Male is a modifier, a word used to describe things that pertain to men. I am a man. Therefore, I, a man, have a male body, and I am a male-bodied person. My uterus, my clit, my soft chest, and my rounded hips are all part of my male body. Of course, other people have different body experiences, and I speak only for my own experience.
Often, people call me female-bodied when they’re addressing my experience of misogyny. Since I was raised as a girl, and I am a non-passing transman, I experience a lot of misogyny. I definitely got sexist street harassment when I lived in Boston. Similarly, people are likely to assume that I don’t know what I want when I go into a bike shop, or when I go dancing, that I’m a follow. Misogyny isn’t fun, but I don’t aspire to take on male privilege. That doesn’t make me a female-bodied person, although it does indicate that people perceive me that way. A more appropriate way to address my experience of sexism is to talk specifically about the experience and what’s going on, rather than to tell me what my body is like. For example, people could express their views of street harassment along with my expressed experience and analysis of being street harassed.
Another reason people try to call me a female-bodied person is in dealing with shared body experiences, like menstruation.
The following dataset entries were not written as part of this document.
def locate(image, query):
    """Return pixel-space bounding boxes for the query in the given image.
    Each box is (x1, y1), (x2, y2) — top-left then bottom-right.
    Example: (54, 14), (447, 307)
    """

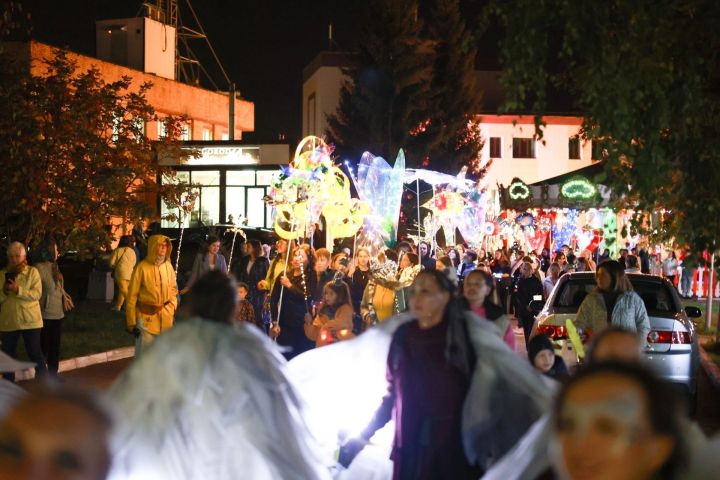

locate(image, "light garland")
(561, 176), (597, 200)
(508, 180), (531, 200)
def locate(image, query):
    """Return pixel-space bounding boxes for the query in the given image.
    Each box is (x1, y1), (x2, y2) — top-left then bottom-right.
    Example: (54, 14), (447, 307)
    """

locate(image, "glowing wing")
(107, 320), (332, 480)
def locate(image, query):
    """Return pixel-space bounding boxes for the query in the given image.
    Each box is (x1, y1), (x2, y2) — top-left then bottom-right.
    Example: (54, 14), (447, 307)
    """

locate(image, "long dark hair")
(39, 238), (62, 286)
(184, 270), (237, 324)
(320, 279), (352, 315)
(596, 260), (633, 293)
(412, 270), (475, 376)
(118, 235), (134, 248)
(462, 269), (504, 320)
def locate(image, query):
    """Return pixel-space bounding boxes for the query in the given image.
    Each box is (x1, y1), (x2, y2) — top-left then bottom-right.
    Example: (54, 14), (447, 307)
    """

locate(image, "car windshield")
(553, 277), (678, 314)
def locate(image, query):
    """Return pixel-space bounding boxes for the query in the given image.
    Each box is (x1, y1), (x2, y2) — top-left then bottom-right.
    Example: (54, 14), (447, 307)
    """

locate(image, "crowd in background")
(0, 232), (718, 480)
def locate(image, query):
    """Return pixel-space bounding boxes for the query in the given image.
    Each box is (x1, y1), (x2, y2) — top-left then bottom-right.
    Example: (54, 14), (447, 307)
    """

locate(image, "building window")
(112, 113), (121, 142)
(226, 170), (273, 228)
(180, 124), (191, 141)
(157, 119), (167, 139)
(202, 128), (212, 140)
(512, 137), (535, 158)
(307, 93), (316, 136)
(162, 169), (275, 229)
(569, 137), (581, 159)
(161, 170), (219, 228)
(489, 137), (502, 158)
(134, 117), (145, 141)
(591, 140), (606, 160)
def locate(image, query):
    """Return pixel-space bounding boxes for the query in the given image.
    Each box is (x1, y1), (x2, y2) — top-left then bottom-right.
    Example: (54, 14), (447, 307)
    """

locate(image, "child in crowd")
(304, 280), (354, 347)
(312, 248), (334, 301)
(527, 334), (568, 380)
(235, 282), (256, 327)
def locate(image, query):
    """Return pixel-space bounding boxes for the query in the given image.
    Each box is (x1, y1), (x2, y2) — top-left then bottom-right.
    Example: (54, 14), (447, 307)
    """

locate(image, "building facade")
(302, 53), (600, 196)
(10, 18), (290, 232)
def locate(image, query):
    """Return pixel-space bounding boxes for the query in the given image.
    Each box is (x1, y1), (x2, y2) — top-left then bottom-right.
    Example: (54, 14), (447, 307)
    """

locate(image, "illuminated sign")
(159, 145), (260, 166)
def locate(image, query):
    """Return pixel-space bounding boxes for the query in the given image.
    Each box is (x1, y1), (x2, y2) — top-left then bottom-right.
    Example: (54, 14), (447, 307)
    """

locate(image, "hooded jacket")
(126, 235), (178, 335)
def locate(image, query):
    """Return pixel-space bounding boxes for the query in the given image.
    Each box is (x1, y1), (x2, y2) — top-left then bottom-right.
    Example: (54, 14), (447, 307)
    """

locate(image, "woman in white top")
(661, 250), (679, 286)
(542, 262), (561, 300)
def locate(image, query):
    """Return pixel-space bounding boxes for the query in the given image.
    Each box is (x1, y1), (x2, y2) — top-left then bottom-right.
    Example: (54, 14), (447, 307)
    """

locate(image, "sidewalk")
(16, 346), (134, 381)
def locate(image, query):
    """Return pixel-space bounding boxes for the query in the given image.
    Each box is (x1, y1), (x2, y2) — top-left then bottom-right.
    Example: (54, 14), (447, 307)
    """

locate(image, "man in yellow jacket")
(126, 235), (178, 353)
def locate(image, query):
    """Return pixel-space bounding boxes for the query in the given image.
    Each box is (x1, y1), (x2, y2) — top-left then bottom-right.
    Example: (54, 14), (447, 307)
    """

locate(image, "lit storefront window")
(161, 168), (275, 229)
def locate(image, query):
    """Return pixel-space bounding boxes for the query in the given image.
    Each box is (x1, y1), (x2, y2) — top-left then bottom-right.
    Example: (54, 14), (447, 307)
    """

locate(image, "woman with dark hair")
(396, 251), (421, 312)
(490, 249), (512, 311)
(574, 260), (650, 345)
(110, 235), (137, 311)
(304, 279), (354, 347)
(346, 247), (371, 315)
(514, 261), (544, 346)
(182, 270), (238, 325)
(235, 239), (269, 326)
(336, 269), (551, 477)
(551, 362), (687, 480)
(36, 240), (70, 376)
(539, 248), (551, 273)
(181, 235), (228, 294)
(446, 248), (461, 269)
(269, 244), (317, 360)
(343, 270), (484, 478)
(417, 241), (435, 271)
(463, 269), (515, 350)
In that case, instead of saying “women” or “female-bodied” folks could say “people who menstruate.” That avoids defining people by one biological process. It would also be important to never tell anyone about their own bodies. I experience menstruation, but I can only speak for my own experience, so I would not assume that other people experience the same thing. So, for example, I would not say, “The Diva Cup is great for women,” nor “The Diva Cup is great for female-bodied people.” I would say “The Diva Cup is great for me when I’m on my period, and it might be good for other folks.”
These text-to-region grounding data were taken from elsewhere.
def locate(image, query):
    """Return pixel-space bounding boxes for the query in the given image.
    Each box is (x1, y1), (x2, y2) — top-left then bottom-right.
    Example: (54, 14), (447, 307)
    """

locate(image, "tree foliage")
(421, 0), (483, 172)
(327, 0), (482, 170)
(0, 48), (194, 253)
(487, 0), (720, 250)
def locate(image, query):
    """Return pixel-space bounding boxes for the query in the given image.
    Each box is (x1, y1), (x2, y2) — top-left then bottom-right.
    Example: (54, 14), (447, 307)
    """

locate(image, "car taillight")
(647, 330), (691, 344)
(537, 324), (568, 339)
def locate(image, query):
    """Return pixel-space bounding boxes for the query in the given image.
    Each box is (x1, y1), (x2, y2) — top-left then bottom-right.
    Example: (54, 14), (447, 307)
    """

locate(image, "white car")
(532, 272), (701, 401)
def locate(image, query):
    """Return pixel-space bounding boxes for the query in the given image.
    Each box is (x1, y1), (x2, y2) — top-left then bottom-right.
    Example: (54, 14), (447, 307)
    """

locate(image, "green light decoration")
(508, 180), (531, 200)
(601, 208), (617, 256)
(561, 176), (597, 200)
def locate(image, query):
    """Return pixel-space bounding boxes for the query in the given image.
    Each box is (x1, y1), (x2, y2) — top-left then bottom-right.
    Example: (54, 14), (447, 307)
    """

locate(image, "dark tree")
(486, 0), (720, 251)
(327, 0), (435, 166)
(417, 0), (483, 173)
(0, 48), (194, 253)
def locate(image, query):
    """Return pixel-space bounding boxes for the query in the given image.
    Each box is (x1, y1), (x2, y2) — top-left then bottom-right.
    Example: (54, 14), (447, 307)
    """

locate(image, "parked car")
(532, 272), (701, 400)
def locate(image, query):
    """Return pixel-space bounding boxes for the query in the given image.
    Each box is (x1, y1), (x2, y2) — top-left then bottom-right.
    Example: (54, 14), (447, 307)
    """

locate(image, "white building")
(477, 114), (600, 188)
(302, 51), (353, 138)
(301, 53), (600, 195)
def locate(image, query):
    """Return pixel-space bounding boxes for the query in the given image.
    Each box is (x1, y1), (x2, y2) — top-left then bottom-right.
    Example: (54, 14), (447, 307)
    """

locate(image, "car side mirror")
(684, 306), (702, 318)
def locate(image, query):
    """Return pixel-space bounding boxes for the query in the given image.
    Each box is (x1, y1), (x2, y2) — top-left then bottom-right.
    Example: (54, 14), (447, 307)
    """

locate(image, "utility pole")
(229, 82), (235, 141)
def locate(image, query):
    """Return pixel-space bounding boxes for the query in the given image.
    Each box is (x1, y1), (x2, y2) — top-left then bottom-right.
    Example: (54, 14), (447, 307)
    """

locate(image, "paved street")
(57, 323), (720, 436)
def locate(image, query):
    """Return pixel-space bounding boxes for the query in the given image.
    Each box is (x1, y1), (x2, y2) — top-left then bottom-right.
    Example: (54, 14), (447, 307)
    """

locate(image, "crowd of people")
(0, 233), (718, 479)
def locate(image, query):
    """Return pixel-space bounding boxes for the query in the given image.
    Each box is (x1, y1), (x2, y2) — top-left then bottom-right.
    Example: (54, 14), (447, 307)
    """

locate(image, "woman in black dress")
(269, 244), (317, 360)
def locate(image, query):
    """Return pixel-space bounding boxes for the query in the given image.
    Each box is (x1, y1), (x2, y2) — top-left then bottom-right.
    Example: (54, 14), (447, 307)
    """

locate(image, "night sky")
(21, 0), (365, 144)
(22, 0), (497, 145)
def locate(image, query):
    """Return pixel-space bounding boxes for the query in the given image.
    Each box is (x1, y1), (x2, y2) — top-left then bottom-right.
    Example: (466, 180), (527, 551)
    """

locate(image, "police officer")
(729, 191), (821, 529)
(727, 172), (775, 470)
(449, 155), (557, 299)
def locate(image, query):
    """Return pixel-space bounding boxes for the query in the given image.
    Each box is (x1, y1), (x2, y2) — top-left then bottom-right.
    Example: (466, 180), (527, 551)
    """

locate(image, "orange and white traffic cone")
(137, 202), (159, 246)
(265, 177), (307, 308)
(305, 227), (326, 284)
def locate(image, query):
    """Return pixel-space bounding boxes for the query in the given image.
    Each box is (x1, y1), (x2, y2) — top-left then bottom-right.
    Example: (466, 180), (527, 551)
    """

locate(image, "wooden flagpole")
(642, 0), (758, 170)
The third reason people assign me as female-bodied is to put me in a category of people who were socialized as girls, based on the way I act or relate to others. It’s true: I do tend to take care of friends and devalue my experiences and needs in comparison with others, at least in part because I was raised as a girl. Although the perception of my body by others led to me being raised as a girl, it is very important that no one tries to teach me about my own experiences. If I locate my learned behavior of devaluing my own thoughts and feelings, I will say those tendencies came out of the systematic devaluation I experienced from being socialized as a girl, not being “female-bodied.” So, if we’re talking about socialization, let’s talk about socialization, but let’s not blame it on bodies, and thus, injure by assigning.